Mozart aulico (e moderno) cerca un’identità
Icostumi di Maurizio Galante, anche bellissimi nella loro scioccante ridondanza, raccontano un Settecento eccessivo, esagerato, parodistico: la parrucca eretta a sistema. I nudi elementi scenografici di Dante Ferretti richiamano invece una tradizione di eleganza castigata, con la sobrietà persino esibita dei vecchi fondali dipinti. La domanda verte dunque su quali Nozze di Figaro intenda cavare da ciò Giorgio Ferrara, direttore artistico del Festival dei 2 mondi nonché committente a sé medesimo della regia dello spettacolo.
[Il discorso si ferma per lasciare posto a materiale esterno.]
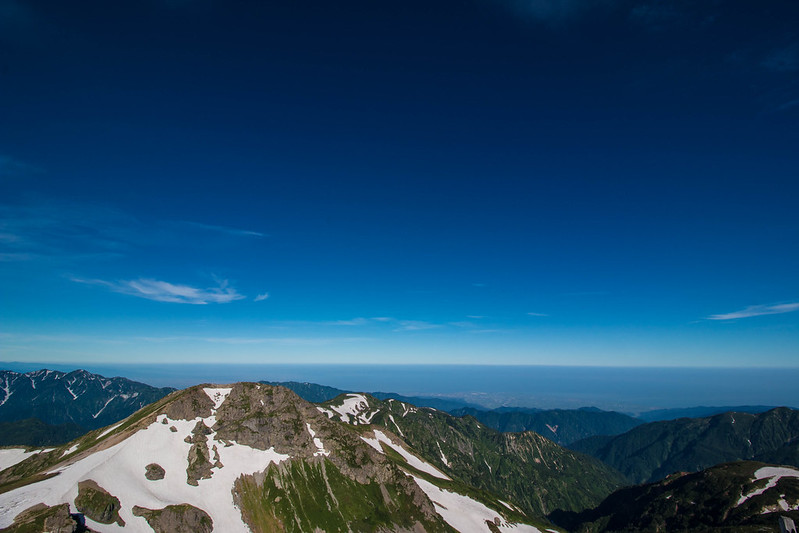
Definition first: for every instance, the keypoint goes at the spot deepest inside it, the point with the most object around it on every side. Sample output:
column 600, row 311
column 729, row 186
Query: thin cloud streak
column 222, row 229
column 163, row 291
column 758, row 310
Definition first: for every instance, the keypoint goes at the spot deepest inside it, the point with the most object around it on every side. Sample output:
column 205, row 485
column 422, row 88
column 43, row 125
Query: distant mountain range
column 252, row 457
column 563, row 426
column 355, row 462
column 518, row 465
column 657, row 415
column 741, row 497
column 49, row 407
column 652, row 451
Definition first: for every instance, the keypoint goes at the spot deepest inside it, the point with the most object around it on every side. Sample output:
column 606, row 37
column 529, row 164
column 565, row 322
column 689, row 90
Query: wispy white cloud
column 758, row 310
column 254, row 340
column 163, row 291
column 351, row 322
column 59, row 231
column 463, row 324
column 415, row 325
column 395, row 323
column 233, row 341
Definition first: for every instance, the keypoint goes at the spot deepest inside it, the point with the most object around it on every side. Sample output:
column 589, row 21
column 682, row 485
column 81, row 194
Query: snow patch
column 443, row 457
column 217, row 395
column 328, row 412
column 7, row 389
column 391, row 417
column 320, row 447
column 103, row 407
column 11, row 456
column 354, row 410
column 107, row 431
column 411, row 459
column 774, row 473
column 120, row 470
column 467, row 515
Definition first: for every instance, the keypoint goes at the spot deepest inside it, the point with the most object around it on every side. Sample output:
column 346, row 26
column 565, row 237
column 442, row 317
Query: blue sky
column 517, row 182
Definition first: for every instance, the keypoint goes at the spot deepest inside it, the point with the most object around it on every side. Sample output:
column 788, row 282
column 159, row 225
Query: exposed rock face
column 301, row 495
column 182, row 518
column 154, row 472
column 262, row 416
column 40, row 517
column 97, row 503
column 189, row 405
column 199, row 463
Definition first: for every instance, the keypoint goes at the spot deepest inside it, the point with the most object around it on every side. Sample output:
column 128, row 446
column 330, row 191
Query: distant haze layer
column 630, row 389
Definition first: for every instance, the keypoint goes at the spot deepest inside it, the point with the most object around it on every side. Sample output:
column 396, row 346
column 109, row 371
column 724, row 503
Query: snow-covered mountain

Ma non c’è parodia, né tradizione. Lo spettacolo prescinde dalle sue coordinate visive. Gioca la carta di una recitazione aulica e moderna al contempo. E fredda. Susanna traveste Cherubino da cameriera? Lui è qua, lei è là. Non si sfiorano. L’erotismo, vero motore dell’azione mozartiana, latita. E non v’è traccia di malizia in Susanna. E Cherubino non è di foco né di ghiaccio. E il Conte non seduce. È un tale capolavoro, Le nozze di Figaro, che può anche prescindere dalla regia, però, perché la regia è nella musica. E la musica James Conlon, a capo dell’Orchestra Cherubini, la restituisce nei suoi mille caratteri, in un quadro esecutivo fatto di tempi spigliati e accattivante tensione drammatica. È dunque un bel Figaro, il suo, anche se, complice forse il caldo del Teatro Nuovo, il terzo e il quarto atto non hanno la stessa grinta dei primi due.
Il cast è discretamente assemblato. Spicca la Susanna di Lucia Cesaroni. E un gran vocione possiede il Figaro di Daniel Giulianini ma gli si spieghi di non cantare tutto a mille. Applausi sì, ma senza esagerare.